Discussion Speculation: Zen 4 (EPYC 4 "Genoa", Ryzen 7000, etc.)

Page 283 - Seeking answers? Join the AnandTech community: where nearly half-a-million members share solutions and discuss the latest tech.

Vattila

Senior member
Oct 22, 2004
799
1,351
136
Except for the details about the improvements in the microarchitecture, we now know pretty well what to expect with Zen 3.

The leaked presentation by AMD Senior Manager Martin Hilgeman shows that EPYC 3 "Milan" will, as promised and expected, reuse the current platform (SP3), and the system architecture and packaging looks to be the same, with the same 9-die chiplet design and the same maximum core and thread-count (no SMT-4, contrary to rumour). The biggest change revealed so far is the enlargement of the compute complex from 4 cores to 8 cores, all sharing a larger L3 cache ("32+ MB", likely to double to 64 MB, I think).

Hilgeman's slides did also show that EPYC 4 "Genoa" is in the definition phase (or was at the time of the presentation in September, at least), and will come with a new platform (SP5), with new memory support (likely DDR5).

Untitled2.png


What else do you think we will see with Zen 4? PCI-Express 5 support? Increased core-count? 4-way SMT? New packaging (interposer, 2.5D, 3D)? Integrated memory on package (HBM)?

Vote in the poll and share your thoughts! :)
 
Last edited:
  • Like
Reactions: richardllewis_01

inf64

Diamond Member
Mar 11, 2011
3,697
4,015
136
Still doesn't change what I said. Zen 4 L3 cache isn't 50% faster.
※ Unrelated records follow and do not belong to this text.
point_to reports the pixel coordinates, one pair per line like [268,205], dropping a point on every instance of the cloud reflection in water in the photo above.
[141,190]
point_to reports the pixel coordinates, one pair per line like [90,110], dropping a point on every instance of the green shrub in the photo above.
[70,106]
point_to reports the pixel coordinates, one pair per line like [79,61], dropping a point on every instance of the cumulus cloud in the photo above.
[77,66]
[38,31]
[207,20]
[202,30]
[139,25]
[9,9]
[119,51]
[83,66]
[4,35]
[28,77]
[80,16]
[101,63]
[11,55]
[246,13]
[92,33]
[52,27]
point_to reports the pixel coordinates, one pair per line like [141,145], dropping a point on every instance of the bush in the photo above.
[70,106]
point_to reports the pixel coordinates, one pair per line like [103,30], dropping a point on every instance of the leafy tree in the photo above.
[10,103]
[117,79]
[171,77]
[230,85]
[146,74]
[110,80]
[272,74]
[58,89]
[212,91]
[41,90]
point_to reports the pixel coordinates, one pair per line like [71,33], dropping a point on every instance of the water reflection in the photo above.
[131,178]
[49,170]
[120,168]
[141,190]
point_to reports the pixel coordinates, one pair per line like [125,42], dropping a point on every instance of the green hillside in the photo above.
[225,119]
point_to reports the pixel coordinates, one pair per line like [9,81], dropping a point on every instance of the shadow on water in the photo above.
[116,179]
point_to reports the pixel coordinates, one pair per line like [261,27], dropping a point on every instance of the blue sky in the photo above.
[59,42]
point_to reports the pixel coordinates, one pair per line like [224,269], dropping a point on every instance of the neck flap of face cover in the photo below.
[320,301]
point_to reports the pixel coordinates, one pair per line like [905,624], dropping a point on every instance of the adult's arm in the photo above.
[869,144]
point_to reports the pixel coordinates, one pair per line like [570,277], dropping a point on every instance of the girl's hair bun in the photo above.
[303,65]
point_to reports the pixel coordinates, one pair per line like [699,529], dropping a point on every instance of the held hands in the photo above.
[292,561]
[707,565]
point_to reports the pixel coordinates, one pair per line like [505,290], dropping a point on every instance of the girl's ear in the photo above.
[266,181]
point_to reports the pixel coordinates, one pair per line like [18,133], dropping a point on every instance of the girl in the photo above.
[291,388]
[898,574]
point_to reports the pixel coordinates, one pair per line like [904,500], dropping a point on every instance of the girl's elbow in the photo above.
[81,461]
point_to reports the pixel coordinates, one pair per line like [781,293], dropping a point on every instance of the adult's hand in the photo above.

It's definitely faster though, just not 50%. 50% faster would be around the 2 TB/s mark.
Yes I agree, it's not 50% faster, but 12C having the same BW as 16C Zen 3 is pretty impressive. Some of it is due to higher base/boost clocks.

On unrelated note, UB "tweaked" the formula for fastest CPU again, 6C "Advanced Marketing Devices ES" part is again number 1 :D
 

coercitiv

Diamond Member
Jan 24, 2014
6,184
11,845
136
Alder Lake has only 30mb of L3 cache to share with 16 cores (and the L3 cache isn't very fast) which is why it benefits so heavily from fast DDR5 memory, likely due to all the cache misses in games.
Some reminders when looking at gaming:
  • 32+32MB L3 is not the same as 64MB L3.
  • Zen3 saw tangible gains from dual ranked DDR4, which in essence was a faster memory structure than SR DDR4
  • 5800X3D has shown Zen3 core can scale with a lot more cache, which means it can also scale with faster RAM instead
According to your argument, in gaming the 7700X /w 32MB L3 will be comparable to 12900K /w 30MB L3 with regard to potential for relative DDR5 scaling.
 

Carfax83

Diamond Member
Nov 1, 2010
6,841
1,536
136
According to your argument, in gaming the 7700X /w 32MB L3 will be comparable to 12900K /w 30MB L3 with regard to potential for relative DDR5 scaling.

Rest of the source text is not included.